Dans le contexte de hausse des taux de crédit (plus de 4 % sur 20 ans), le marché de la transaction est grippé avec un volume en baisse de 12,6 %. Pour favoriser les acquisitions, Bruno Lemaire souhaite réviser le barème du PTZ afin de faciliter l’accès au crédit pour les primo-accédants.
Pour l’heure, aucun détail n’a été donné sur les nouveaux barèmes envisagés.
Défiscaliser les logements vacants pour stimuler l’offre
En 2022, 3,1 millions de logements vacants ont été recensés en France, soit 8,3 % du parc.
Pour Bercy, cela contribue directement à la tension immobilière dans certaines zones géographiques.
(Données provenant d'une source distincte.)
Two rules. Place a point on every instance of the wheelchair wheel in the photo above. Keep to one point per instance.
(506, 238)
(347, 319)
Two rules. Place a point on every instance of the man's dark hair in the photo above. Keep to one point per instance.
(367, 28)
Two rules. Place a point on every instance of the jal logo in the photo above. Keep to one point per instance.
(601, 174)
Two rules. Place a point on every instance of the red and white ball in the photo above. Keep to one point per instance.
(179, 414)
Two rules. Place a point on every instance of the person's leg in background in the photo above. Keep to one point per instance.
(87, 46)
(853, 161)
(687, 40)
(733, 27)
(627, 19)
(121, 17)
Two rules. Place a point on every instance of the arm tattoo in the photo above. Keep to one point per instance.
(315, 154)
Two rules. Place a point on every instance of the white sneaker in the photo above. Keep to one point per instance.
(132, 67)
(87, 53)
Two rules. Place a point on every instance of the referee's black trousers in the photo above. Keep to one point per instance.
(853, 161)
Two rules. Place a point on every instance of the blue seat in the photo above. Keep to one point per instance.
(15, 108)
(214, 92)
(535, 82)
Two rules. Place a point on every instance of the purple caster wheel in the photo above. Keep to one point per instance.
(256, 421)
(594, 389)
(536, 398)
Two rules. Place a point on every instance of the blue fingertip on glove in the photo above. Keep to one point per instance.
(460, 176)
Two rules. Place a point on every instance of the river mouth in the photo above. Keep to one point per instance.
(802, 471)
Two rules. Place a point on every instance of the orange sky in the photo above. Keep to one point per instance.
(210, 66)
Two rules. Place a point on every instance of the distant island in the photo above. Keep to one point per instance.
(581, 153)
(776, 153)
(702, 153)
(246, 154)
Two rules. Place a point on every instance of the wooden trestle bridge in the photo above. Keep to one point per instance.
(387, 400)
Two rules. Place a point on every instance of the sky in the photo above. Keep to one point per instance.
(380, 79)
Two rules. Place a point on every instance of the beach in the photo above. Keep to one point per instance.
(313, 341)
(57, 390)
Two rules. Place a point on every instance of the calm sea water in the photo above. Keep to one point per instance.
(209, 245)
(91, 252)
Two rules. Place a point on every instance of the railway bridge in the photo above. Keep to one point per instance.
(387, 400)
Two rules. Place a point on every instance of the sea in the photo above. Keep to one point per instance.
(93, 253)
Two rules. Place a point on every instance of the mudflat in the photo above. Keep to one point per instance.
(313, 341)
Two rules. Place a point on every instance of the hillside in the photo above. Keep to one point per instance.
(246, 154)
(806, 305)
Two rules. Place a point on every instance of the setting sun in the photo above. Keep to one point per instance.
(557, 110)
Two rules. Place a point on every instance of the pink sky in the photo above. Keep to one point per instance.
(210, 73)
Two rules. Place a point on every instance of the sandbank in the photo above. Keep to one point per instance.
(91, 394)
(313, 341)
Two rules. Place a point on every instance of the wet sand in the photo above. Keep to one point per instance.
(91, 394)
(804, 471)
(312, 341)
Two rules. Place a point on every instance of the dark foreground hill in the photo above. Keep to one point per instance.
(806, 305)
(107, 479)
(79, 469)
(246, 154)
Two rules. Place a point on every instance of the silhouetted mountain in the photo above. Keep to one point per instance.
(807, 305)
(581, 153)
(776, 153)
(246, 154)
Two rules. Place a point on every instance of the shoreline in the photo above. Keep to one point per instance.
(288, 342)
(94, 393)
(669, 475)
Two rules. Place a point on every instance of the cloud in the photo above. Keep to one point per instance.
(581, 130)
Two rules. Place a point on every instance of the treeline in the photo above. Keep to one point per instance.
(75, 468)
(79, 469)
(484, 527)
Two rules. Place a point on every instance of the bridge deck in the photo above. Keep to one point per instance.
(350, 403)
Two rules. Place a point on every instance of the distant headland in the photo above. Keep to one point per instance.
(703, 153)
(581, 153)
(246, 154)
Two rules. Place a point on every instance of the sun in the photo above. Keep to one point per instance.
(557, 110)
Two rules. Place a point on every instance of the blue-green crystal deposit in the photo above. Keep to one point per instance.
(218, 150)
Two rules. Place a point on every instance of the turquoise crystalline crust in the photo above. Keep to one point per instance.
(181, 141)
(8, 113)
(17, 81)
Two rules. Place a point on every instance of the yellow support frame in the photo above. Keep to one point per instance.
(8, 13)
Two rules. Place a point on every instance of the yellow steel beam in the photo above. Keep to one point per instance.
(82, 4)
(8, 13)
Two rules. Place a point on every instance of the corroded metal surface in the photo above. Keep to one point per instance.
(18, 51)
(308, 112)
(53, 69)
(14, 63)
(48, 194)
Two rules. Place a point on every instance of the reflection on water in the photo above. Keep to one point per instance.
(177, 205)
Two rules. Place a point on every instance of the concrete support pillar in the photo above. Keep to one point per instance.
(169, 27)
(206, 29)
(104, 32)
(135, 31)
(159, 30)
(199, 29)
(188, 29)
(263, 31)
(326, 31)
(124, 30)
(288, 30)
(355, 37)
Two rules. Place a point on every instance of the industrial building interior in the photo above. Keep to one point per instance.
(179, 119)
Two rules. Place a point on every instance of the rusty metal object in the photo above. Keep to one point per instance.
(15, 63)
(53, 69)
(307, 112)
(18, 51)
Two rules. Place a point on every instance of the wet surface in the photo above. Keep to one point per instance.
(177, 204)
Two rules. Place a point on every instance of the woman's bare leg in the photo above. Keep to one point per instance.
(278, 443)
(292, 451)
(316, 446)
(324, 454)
Dans le viseur ? Les locations en meublé de tourisme (type AirbnB, Abritel…) ainsi que les résidences secondaires (10 % du parc français) notamment dans les stations balnéaires.
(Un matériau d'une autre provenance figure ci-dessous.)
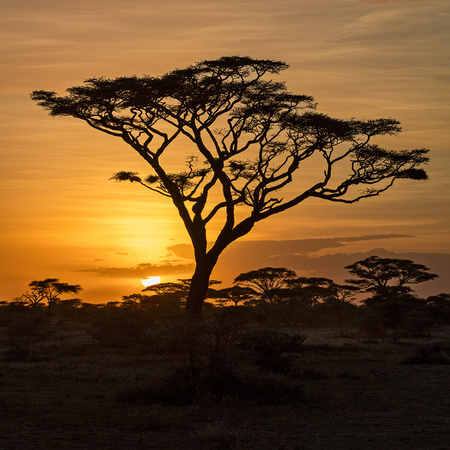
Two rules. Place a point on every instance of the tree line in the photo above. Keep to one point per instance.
(378, 299)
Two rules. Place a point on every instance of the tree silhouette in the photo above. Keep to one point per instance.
(266, 282)
(49, 290)
(249, 138)
(387, 276)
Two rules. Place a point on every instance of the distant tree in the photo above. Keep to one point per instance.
(387, 276)
(392, 300)
(439, 306)
(249, 138)
(49, 290)
(234, 294)
(311, 290)
(266, 282)
(339, 303)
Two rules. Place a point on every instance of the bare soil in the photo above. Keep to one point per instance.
(356, 394)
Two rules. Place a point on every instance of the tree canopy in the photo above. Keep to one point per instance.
(250, 138)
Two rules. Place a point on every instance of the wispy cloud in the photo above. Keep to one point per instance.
(140, 271)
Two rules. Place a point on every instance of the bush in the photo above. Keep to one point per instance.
(181, 388)
(432, 354)
(275, 350)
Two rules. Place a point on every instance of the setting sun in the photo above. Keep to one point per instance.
(150, 281)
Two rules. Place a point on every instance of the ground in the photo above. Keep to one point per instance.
(356, 393)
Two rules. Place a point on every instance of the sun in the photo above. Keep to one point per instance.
(150, 281)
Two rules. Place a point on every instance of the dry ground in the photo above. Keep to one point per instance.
(356, 394)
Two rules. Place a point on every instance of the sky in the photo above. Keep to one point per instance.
(61, 216)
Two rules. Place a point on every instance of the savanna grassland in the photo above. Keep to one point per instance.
(222, 385)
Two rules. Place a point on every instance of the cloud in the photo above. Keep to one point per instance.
(254, 250)
(141, 270)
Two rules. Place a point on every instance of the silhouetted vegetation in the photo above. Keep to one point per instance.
(272, 368)
(249, 137)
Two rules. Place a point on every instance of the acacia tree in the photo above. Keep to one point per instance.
(250, 138)
(266, 282)
(388, 280)
(387, 277)
(49, 290)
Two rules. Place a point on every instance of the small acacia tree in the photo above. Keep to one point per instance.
(388, 281)
(49, 290)
(249, 138)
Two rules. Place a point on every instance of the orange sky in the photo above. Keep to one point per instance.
(62, 217)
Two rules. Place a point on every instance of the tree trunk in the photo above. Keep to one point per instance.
(198, 289)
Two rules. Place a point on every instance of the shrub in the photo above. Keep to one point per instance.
(275, 350)
(432, 354)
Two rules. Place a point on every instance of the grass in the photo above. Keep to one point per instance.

Pour inciter les propriétaires à mettre en vente ces biens inoccupés tout ou partie de l’année, la révision de l’imposition sur les plus-values serait à l’étude.
En résidence secondaire, les propriétaires sont exonérés de la plus-value en cas de vente après 22 ans de détention. Pour réguler la tension immobilière dès 2024, une réforme est nécessaire dès maintenant. C’est d’ailleurs ce qu’avait déjà proposé le député de la majorité Daniel Labaronne avant la présentation de la loi de finances de septembre.
Rehausser le taux d’endettement maximal pour emprunter
Actuellement, les établissements bancaires ne peuvent prêter :
- au-delà de 25 ans
- avec un taux d’endettement supérieur à 35 % des revenus de l’emprunteur
D’un point de vue personnel, Bruno Lemaire estime que ces conditions sont trop strictes et freinent la production de crédits immobiliers.
Les velléités du ministre de l’Économie ont été balayées d’un revers de main par le Haut Conseil de stabilité financière (HCSF). L’instance juge que les banques ne jouent pas le jeu et pourraient accorder bien plus de crédits immobiliers qu’actuellement.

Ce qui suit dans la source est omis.